Was Stanmore the site of a historical battle in which Boudica's revolting tribes were routed by the Roman army?
The suggestion - however outlandish - is just one of a number of old wives' tales about Harrow and Brent featured in a new book documenting London's most persistent and unusual urban legends and practices.
Author Steve Roud has researched in-depth reports of superstitions and anecdotal stories from across the city's 32 boroughs and compiled them into London Lore.
One of the most astounding local claims is that the Battle of Watling Street - in which Boudica led two indigenous tribes to defeat at the hands of the Romans in AD 60 or 61 - took place on Stanmore Common.
Historians do not know exactly where the clash happened, but place it somewhere between Londinium (London) and Viroconium (Wroxeter, in Shropshire) on the Roman Road now known as Watling Street.
The fact that Boudica's grave is reputedly to be a mound in the grounds of nearby Lime's House in Stanmore does add credence to the claim that the borough of Harrow was the setting of the decisive encounter.
London Lore further explains that a "lost Roman city", again located somewhere along Watling Street, is said to be sited at Brockley Hill in Stanmore.
Beyond ancient military fables, the book serves up several stories - or tall stories? - regarding poltergeists.
In one, writer Augustus Hare recalls in his biography the tale of a friend, Herman Merivale, who saw the ghost-ly apparition of a stagecoach pulling up outside the Headmaster's House at Harrow School at midnight one evening.
When Mr Merivale asked the next day who the visitor was, a servant replied, spookily, that no-one had come by - but that headmaster Dr Butler's father had died the previous night on the other side of the country.
Similarly, in 1873 renowned folk-lorist John Emslie detailed a labourer who said he could see spirits.
"He had never seen a ghost until about two months back, when, passing along the lane from Kenton to Whitchurch, he heard a sound like footsteps, and, looking to the right, at a distance of about two yards, distinct-ly saw a friend of his, a faint light showed him, all around was dark.
"He knew that his friend was ill, and far away; and next morning received a letter announcing the death of his friend in the night."
Two years earlier, Emslie had explored the widespread assumption among residents that several monarchs had found their final resting place in Kingsbury: "That's why it's called Kingsbury," one local told him. The area actually takes its name from King's Burgh, or manor.
Kilburn, Emslie was told, derived its name because "the Catholics used to kill and burn so many people".
In the graveyard of St John the Baptist in Church Lane, Pinner, is an 1843-constructed memorial to William and Agnes Loudon that is pyramid-shaped and has what looks like part of a coffin jutting out of one face.
Mr Roud said that this protrusion gives rise to a local legend that the couple's remains actually lie entombed in a stone coffin but reveals, in reality, the bodies were buried underground.

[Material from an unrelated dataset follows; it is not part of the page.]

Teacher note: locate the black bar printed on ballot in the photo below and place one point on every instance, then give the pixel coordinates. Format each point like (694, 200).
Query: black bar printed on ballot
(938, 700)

There is a another tale, picked out from Townshend and Ffoulkes' 1936 book True Ghost Stories, about a publisher, L, who, while one day lost in Kensal Green Cemetery in Harrow Road, Kensal Green, stumbled across the grave of a former girlfriend, Elsie.
At home later, he intended to a call a friend, but accidentally asked the operator to put him through to Kensal Green and gave the number of Elsie's grave. Inexplicably, Elsie's voice answered and said she would see her former paramour soon.

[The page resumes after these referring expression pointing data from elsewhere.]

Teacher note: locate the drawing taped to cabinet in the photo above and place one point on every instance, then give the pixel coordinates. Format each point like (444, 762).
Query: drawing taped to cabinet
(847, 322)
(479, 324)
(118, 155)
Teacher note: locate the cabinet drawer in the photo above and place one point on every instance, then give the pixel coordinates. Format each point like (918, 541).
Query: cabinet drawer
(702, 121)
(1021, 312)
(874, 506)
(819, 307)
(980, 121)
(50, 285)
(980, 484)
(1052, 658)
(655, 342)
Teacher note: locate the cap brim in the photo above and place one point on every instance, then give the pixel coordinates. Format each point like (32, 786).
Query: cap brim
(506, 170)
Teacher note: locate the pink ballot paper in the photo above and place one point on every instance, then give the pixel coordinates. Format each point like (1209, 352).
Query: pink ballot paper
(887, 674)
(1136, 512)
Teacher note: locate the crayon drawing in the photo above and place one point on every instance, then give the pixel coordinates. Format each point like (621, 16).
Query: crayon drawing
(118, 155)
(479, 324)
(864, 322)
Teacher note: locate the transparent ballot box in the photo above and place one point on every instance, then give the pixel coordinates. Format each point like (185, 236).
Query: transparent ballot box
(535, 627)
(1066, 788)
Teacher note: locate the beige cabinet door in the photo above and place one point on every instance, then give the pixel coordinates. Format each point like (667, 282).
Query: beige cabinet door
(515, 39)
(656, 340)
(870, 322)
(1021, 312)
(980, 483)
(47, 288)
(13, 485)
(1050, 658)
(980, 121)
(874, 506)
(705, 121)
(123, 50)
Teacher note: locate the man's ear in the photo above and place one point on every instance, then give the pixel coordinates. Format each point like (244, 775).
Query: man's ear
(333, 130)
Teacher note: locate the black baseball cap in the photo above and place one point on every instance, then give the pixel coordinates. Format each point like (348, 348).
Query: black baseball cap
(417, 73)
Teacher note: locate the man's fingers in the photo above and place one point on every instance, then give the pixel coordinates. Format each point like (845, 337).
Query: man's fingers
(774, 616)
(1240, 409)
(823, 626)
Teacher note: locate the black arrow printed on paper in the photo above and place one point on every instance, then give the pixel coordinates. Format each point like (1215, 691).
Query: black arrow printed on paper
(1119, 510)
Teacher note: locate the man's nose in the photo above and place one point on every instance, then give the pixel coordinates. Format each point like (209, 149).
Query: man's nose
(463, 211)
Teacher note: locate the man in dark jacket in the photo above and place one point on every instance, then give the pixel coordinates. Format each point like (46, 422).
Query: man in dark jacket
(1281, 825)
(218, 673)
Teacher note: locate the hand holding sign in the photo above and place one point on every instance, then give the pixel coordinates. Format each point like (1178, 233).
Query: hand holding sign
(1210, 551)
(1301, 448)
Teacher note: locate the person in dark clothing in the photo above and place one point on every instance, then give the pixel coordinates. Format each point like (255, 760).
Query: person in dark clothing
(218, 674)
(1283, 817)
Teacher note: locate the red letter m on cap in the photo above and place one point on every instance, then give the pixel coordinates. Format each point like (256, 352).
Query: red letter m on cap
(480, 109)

"The front door opened noiselessly, then closed. Footsteps dragged a little, as if their owner's limbs had recently been cramped, came slowly down the passage, heralded by a current of icy air.
"L did not meet the visitor. He fainted - and lay unconscious until early next morning when Bowden "his valet" discovered him.
"'And believe me, or believe me not,' said Bowden, when discussing L's unaccountable seizure, 'bits of wet clay were sticking to the carpet and some was on his dinner jacket. Beats me how it got there.'"
Mr Roud's book mentions a 1992 article in the Observer in which reporter Jim Golland debunked many of the areas myths, even though locals swore they were true.
There was, for instance, a mythical tunnel that supposedly led from what used to be the King's Head Hotel in Harrow on the Hill to St Mary's Church in Church Hill or from Headstone Farm to the church.
London Lore is an absorbing and fascinatingly thorough book in which Mr Roud not only simply relates each story, but tries to rubbish or confirm the myth as well as examine how each tale of lore came into being.
Flick past the pages of the northwest London section of this hardback tome and you will find explanations of some of the city's most enduring and well-known curiosities - Cockney rhyming slang, London Bridge and Sweeney Todd, the demon barber of Fleet Street. * London Lore costs £20 and will be published by Random House on Thursday, October 9 with the ISBN 978-1-847-94511-2.